El silencio de Anvar dio pie a que la imaginación de Evelina completara la escena. Como si sus sospechas fueran ciertas, la risa brillante de Cecilia resonó:
—¡Su Majestad! ¡¿Qué está haciendo?! ¡Eso no es decente!
—Contigo no puedo ser decente. Me vuelves loco. Eres la mejor mujer del mundo.
Evelina no pudo seguir escuchando. Quería irrumpir en la tienda, arañarle los ojos a Anvar, arrancarle el cabello oscuro, sacarle el corazón del pecho, como él acababa de destrozar el suyo. Pero su sentido común la frenó. No podía culparlo. Él nunca le prometió nada, ni cantó serenatas de amor.
¡Malditas flores! Le nublaron el juicio y ella se dejó usar. Se sacudió con fuerza, pero Elizar no la soltaba. Se acercó a su oído:
—Por favor, vámonos. No puedo seguir escuchando.
El duque asintió y Evelina, con las piernas temblorosas, empezó a caminar.
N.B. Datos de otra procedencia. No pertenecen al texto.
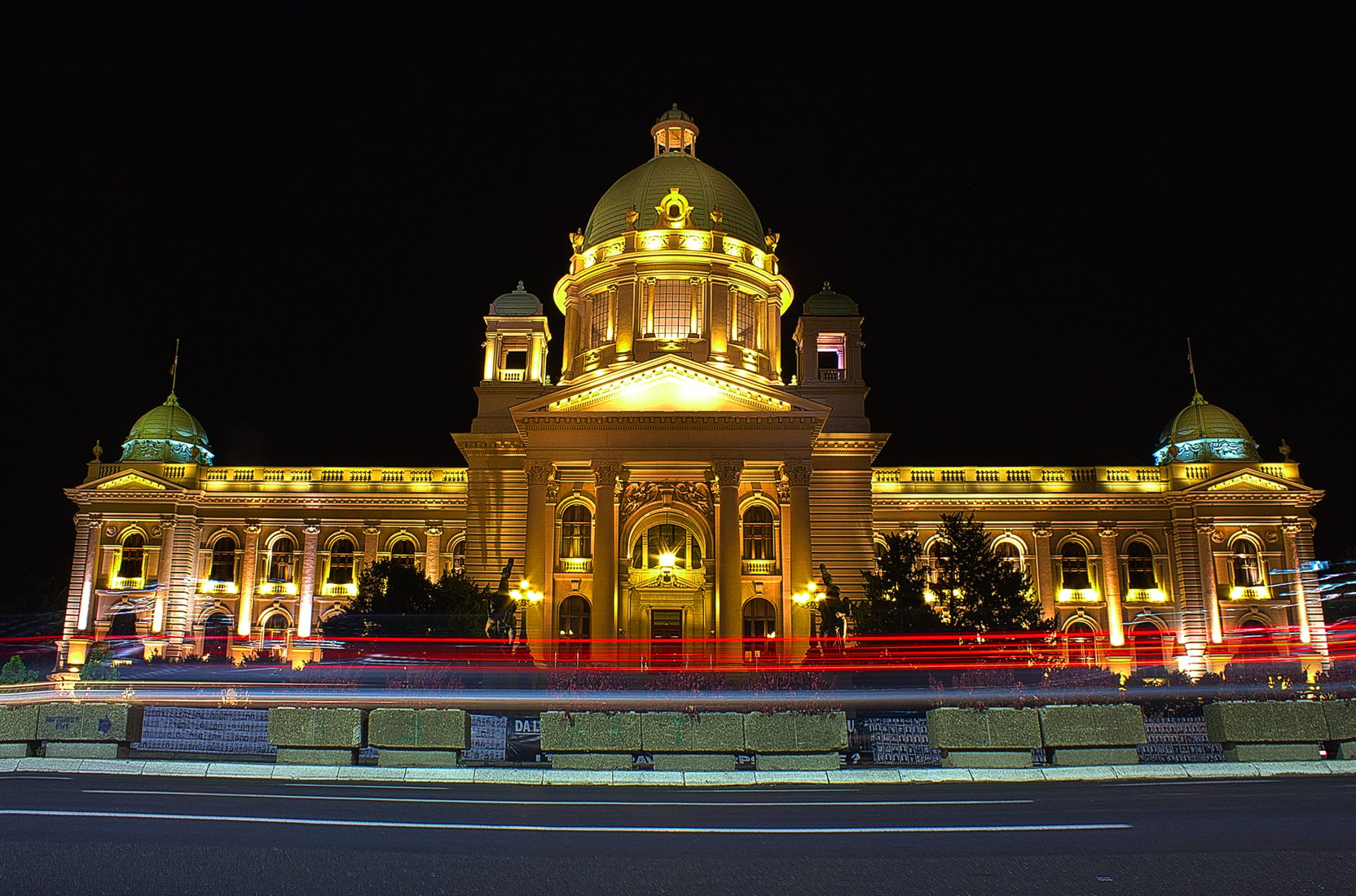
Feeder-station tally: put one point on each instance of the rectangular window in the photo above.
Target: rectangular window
(598, 320)
(673, 310)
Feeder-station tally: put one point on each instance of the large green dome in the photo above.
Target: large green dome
(1203, 432)
(167, 434)
(645, 186)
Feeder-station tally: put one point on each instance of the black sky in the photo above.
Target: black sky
(1033, 205)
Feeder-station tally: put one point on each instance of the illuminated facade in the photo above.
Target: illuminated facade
(673, 481)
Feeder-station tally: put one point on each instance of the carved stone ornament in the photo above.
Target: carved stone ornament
(727, 471)
(606, 473)
(798, 472)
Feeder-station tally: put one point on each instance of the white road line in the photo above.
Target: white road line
(345, 799)
(566, 828)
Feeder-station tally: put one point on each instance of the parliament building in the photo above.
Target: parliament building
(673, 481)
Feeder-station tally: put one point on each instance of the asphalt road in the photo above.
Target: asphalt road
(110, 834)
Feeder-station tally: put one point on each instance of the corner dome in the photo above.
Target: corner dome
(829, 304)
(1203, 432)
(516, 304)
(674, 167)
(167, 434)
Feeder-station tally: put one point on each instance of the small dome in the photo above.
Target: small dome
(167, 434)
(1203, 432)
(829, 304)
(516, 304)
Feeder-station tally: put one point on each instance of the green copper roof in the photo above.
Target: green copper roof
(167, 434)
(829, 304)
(1203, 432)
(698, 182)
(516, 304)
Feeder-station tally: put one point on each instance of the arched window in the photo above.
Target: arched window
(222, 560)
(403, 552)
(1009, 552)
(341, 561)
(577, 533)
(1247, 564)
(666, 544)
(1082, 645)
(574, 618)
(281, 559)
(1073, 564)
(759, 628)
(133, 556)
(1139, 564)
(759, 534)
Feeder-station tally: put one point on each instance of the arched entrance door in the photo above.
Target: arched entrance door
(216, 635)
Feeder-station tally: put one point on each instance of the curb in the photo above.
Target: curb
(1198, 771)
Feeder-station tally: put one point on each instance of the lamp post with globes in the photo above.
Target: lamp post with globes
(522, 597)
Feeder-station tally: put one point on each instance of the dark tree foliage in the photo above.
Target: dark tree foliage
(976, 589)
(896, 601)
(396, 600)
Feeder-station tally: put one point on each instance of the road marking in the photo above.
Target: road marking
(455, 802)
(566, 828)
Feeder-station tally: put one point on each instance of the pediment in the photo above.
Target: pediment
(670, 385)
(1248, 480)
(130, 480)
No veía el camino; sus ojos estaban nublados por un velo de lágrimas, y el dolor oprimía su corazón.
Al llegar al bosque, Elizar se detuvo y la envolvió en un abrazo helado.
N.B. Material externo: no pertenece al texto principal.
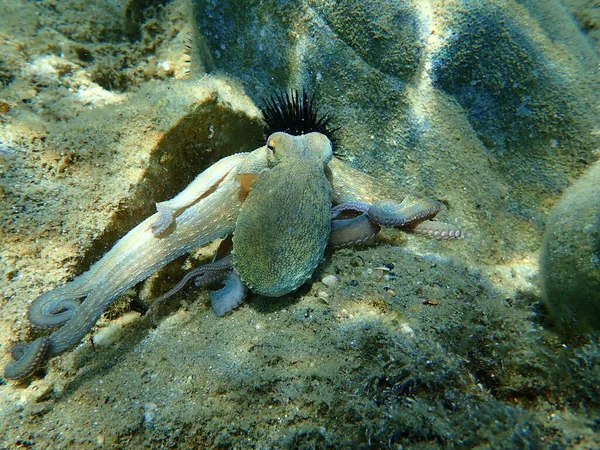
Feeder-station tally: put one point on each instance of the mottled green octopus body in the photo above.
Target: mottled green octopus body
(280, 225)
(285, 222)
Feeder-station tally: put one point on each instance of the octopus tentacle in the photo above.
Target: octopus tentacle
(53, 308)
(230, 296)
(352, 231)
(438, 230)
(391, 213)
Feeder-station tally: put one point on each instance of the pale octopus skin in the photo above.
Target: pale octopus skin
(280, 202)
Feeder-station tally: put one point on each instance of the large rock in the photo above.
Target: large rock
(571, 257)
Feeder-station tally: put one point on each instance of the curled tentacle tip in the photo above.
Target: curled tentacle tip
(28, 359)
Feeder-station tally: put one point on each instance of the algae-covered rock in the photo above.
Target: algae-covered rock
(484, 104)
(570, 263)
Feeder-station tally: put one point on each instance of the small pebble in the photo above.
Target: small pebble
(329, 280)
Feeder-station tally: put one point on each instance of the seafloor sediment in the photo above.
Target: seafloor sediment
(105, 109)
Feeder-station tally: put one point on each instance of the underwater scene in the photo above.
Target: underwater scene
(300, 224)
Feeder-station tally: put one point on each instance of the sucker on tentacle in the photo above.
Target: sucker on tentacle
(275, 201)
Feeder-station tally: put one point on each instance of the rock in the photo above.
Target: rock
(570, 260)
(329, 280)
(425, 91)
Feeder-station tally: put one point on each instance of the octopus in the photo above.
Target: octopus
(276, 208)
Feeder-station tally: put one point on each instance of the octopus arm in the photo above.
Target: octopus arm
(132, 259)
(202, 185)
—No llores. Lamento que hayas tenido que escuchar toda esa basura sobre ti. Anvar ni siquiera se da cuenta de lo que está perdiendo. A veces pienso que no tiene alma, que no siente nada. ¿Puede alguien así gobernar un país?
Evelina sorbió por la nariz. Le dolía demasiado para hablar. Las palabras se le atascaban en la garganta. Elizar, en cambio, llenaba el silencio:
—¿Ahora entiendes por qué quiero quitarle su magia? Tal vez, si la pierde, pueda sentir. Ya no tendría sentido casarse con duquesas. No habría esperanza de un heredero poderoso. ¿No quieres vengarte? No te costaría nada. Solo tienes que acercarte, envolverlo en una niebla roja y listo. ¿No deseas mirar a sus ojos mentirosos cuando le arrebates su poder? Se arrepentirá de haber sido tan vil contigo.